Yoga

Yoga for Pain Relief: a Testimonial

A few years ago I had the pleasure to meet Karen Whittier, a yoga instructor from Seattle, WA  who truly lives a life with passion and purpose.     

I asked Karen to share in her own words how yoga has impacted her life.   If you are new to  yoga, or have pain and stiffness and are interested in yoga for pain relief as well as for overall wellness, you will want to read Karen’s story.

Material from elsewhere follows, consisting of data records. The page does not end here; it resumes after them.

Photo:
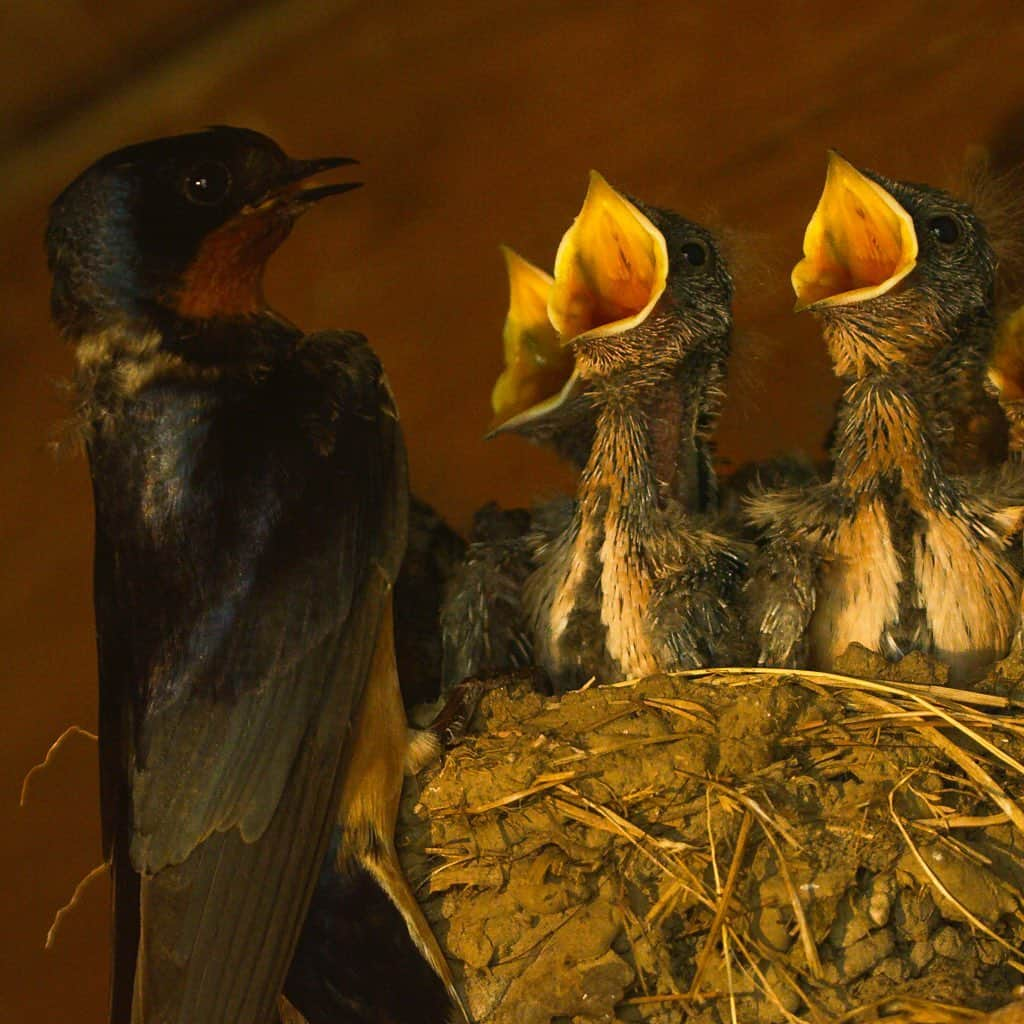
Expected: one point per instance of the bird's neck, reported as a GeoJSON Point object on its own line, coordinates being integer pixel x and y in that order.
{"type": "Point", "coordinates": [904, 428]}
{"type": "Point", "coordinates": [650, 442]}
{"type": "Point", "coordinates": [118, 363]}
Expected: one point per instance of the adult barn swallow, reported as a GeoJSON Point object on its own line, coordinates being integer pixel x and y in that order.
{"type": "Point", "coordinates": [250, 494]}
{"type": "Point", "coordinates": [901, 549]}
{"type": "Point", "coordinates": [635, 579]}
{"type": "Point", "coordinates": [360, 968]}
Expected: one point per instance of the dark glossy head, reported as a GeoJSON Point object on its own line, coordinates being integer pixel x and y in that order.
{"type": "Point", "coordinates": [896, 270]}
{"type": "Point", "coordinates": [182, 224]}
{"type": "Point", "coordinates": [637, 287]}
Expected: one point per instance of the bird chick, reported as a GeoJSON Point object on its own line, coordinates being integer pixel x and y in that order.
{"type": "Point", "coordinates": [251, 504]}
{"type": "Point", "coordinates": [540, 396]}
{"type": "Point", "coordinates": [631, 578]}
{"type": "Point", "coordinates": [900, 550]}
{"type": "Point", "coordinates": [1006, 375]}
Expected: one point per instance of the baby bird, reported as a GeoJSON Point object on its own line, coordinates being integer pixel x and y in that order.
{"type": "Point", "coordinates": [1006, 374]}
{"type": "Point", "coordinates": [901, 549]}
{"type": "Point", "coordinates": [630, 579]}
{"type": "Point", "coordinates": [540, 396]}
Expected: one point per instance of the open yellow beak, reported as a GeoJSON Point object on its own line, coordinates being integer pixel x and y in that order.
{"type": "Point", "coordinates": [1006, 369]}
{"type": "Point", "coordinates": [537, 368]}
{"type": "Point", "coordinates": [611, 267]}
{"type": "Point", "coordinates": [858, 245]}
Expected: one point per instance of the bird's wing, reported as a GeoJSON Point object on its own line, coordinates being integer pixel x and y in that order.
{"type": "Point", "coordinates": [241, 581]}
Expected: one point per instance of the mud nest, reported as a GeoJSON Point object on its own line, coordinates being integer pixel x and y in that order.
{"type": "Point", "coordinates": [731, 845]}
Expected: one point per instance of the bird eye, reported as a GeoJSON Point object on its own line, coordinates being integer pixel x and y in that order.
{"type": "Point", "coordinates": [694, 254]}
{"type": "Point", "coordinates": [208, 183]}
{"type": "Point", "coordinates": [944, 228]}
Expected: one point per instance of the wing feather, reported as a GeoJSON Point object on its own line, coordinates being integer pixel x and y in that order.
{"type": "Point", "coordinates": [239, 598]}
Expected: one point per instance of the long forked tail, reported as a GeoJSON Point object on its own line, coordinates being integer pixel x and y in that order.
{"type": "Point", "coordinates": [382, 863]}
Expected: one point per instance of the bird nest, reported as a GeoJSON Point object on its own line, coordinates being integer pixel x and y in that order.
{"type": "Point", "coordinates": [731, 845]}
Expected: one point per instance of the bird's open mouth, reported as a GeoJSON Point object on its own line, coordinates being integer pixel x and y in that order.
{"type": "Point", "coordinates": [858, 244]}
{"type": "Point", "coordinates": [610, 270]}
{"type": "Point", "coordinates": [1006, 369]}
{"type": "Point", "coordinates": [539, 372]}
{"type": "Point", "coordinates": [289, 193]}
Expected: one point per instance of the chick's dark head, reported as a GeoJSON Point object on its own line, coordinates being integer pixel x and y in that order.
{"type": "Point", "coordinates": [638, 288]}
{"type": "Point", "coordinates": [895, 270]}
{"type": "Point", "coordinates": [182, 224]}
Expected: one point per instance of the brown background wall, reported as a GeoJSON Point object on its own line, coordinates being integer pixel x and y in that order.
{"type": "Point", "coordinates": [476, 124]}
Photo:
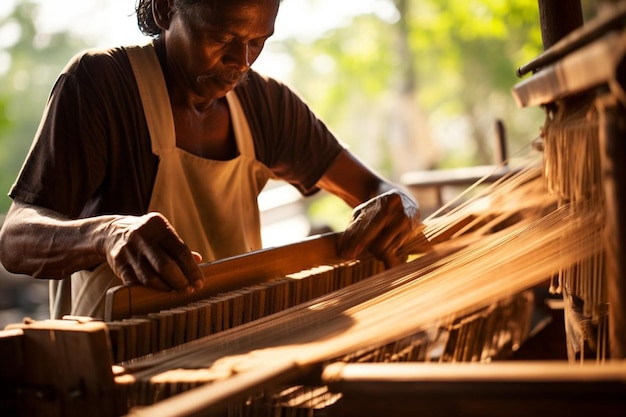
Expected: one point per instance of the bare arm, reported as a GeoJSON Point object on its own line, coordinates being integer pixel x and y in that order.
{"type": "Point", "coordinates": [385, 218]}
{"type": "Point", "coordinates": [145, 249]}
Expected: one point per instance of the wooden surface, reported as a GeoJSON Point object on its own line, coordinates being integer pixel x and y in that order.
{"type": "Point", "coordinates": [225, 275]}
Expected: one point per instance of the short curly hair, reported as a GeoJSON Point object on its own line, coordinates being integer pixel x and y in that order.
{"type": "Point", "coordinates": [145, 18]}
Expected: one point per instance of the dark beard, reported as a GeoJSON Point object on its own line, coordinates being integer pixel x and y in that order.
{"type": "Point", "coordinates": [233, 77]}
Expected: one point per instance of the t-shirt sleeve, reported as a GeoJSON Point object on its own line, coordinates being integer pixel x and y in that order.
{"type": "Point", "coordinates": [91, 154]}
{"type": "Point", "coordinates": [289, 138]}
{"type": "Point", "coordinates": [65, 162]}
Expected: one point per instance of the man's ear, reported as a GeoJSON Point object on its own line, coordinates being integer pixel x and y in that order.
{"type": "Point", "coordinates": [162, 11]}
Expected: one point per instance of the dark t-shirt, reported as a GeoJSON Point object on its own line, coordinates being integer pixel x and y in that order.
{"type": "Point", "coordinates": [92, 152]}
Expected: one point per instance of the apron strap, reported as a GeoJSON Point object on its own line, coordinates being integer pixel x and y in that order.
{"type": "Point", "coordinates": [154, 98]}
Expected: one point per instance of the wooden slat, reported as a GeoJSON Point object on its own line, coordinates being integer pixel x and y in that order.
{"type": "Point", "coordinates": [225, 275]}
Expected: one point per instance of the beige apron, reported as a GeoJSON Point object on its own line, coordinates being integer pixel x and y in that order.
{"type": "Point", "coordinates": [212, 204]}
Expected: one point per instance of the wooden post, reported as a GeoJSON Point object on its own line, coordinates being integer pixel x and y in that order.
{"type": "Point", "coordinates": [613, 154]}
{"type": "Point", "coordinates": [558, 18]}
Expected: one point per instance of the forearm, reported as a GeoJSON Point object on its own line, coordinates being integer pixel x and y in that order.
{"type": "Point", "coordinates": [44, 244]}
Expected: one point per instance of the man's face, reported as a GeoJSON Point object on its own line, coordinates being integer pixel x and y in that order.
{"type": "Point", "coordinates": [210, 51]}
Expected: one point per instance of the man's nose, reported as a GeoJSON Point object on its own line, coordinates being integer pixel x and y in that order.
{"type": "Point", "coordinates": [241, 55]}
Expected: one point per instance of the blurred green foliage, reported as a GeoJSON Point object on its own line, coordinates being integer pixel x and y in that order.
{"type": "Point", "coordinates": [454, 61]}
{"type": "Point", "coordinates": [30, 61]}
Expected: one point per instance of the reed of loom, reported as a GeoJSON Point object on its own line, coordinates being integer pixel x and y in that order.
{"type": "Point", "coordinates": [361, 321]}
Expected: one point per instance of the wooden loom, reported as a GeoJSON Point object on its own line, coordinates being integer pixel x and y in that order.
{"type": "Point", "coordinates": [234, 363]}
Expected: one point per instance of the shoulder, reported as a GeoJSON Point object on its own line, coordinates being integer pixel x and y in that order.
{"type": "Point", "coordinates": [98, 65]}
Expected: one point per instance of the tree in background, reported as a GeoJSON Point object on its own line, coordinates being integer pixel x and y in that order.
{"type": "Point", "coordinates": [417, 86]}
{"type": "Point", "coordinates": [422, 87]}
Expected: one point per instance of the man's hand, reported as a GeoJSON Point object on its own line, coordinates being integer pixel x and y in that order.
{"type": "Point", "coordinates": [385, 225]}
{"type": "Point", "coordinates": [147, 250]}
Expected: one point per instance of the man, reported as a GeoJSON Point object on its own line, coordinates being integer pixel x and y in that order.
{"type": "Point", "coordinates": [149, 159]}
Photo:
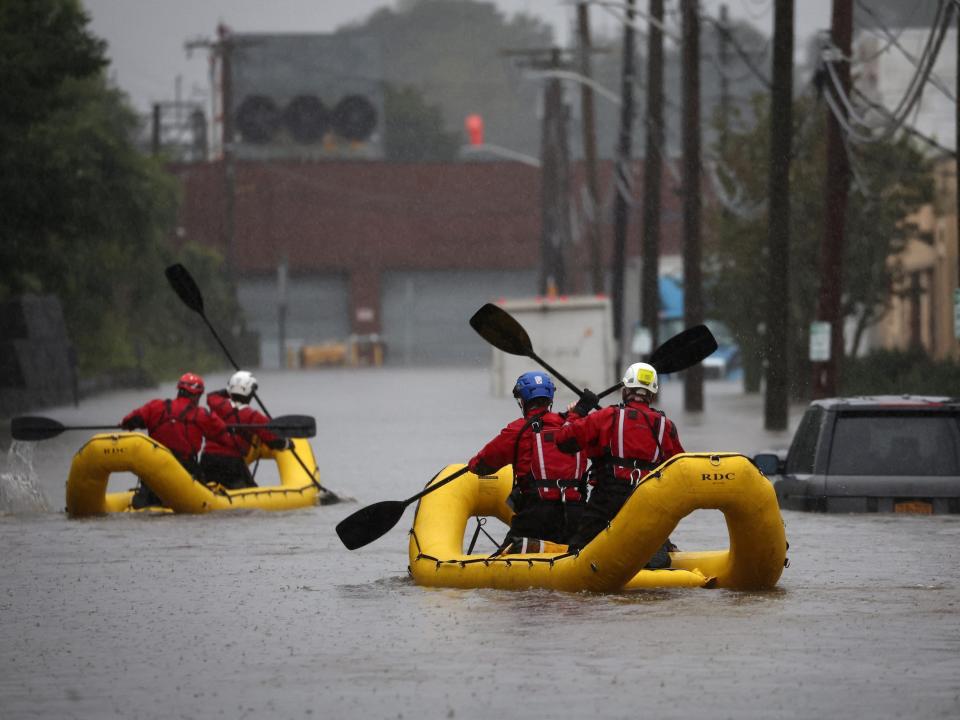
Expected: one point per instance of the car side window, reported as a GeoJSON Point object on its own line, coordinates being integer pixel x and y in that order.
{"type": "Point", "coordinates": [803, 449]}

Yoga for Pain Relief:  A Testimonial

by Karen Whittier

I’ve been asked many times what got me interested in yoga.   Actually the answer is really simple:  Pain Relief.

I recently read the book We Are All Alike, We Are All Different to a group of preschool children.  The book and our following discussion pointed out that there are similarities in all of us AND differences.  We all have bodies.  Some bodies are more flexible than others; I would be in the others category.  I think I was just born with a more snug musculo-skeletal arrangement.

Years and years of running with no thought to stretching or really incorporating any cross-training activity created the perfect storm: shortened, over-worked muscles and weak, under-used muscles with hip mobility severely restricted.  Once in this situation it was a spiral downward for me into constant pain, greater inflexibility and less mobility.  I hurt essentially all the time which made sleeping…a time for rejuvenation…almost impossible.

I had tried yoga over the years.  I even liked it, but I was wedded to the No Pain, No Gain mentality.  So with limited time for workouts I went all out….eventually to a crash & burn.  With anti-inflammatories not giving relief I decided to give yoga a try.  I committed to practice twice a week.

Uttanasana

I whole-heartedly embraced props!  Out of necessity really as, at first, I could not touch my toes. In fact, I needed to bend my knees to even reach the blocks I’d placed in front of my feet for Uttanasana.  I couldn’t take my arms behind me and clasp my hands together…thank goodness for straps!

sukhasana

I couldn’t for the life of me sit up on my ‘sit bones’ in Sukhasana and needed blocks (yes that would be more than one) to sit on so my knees could be below my waist.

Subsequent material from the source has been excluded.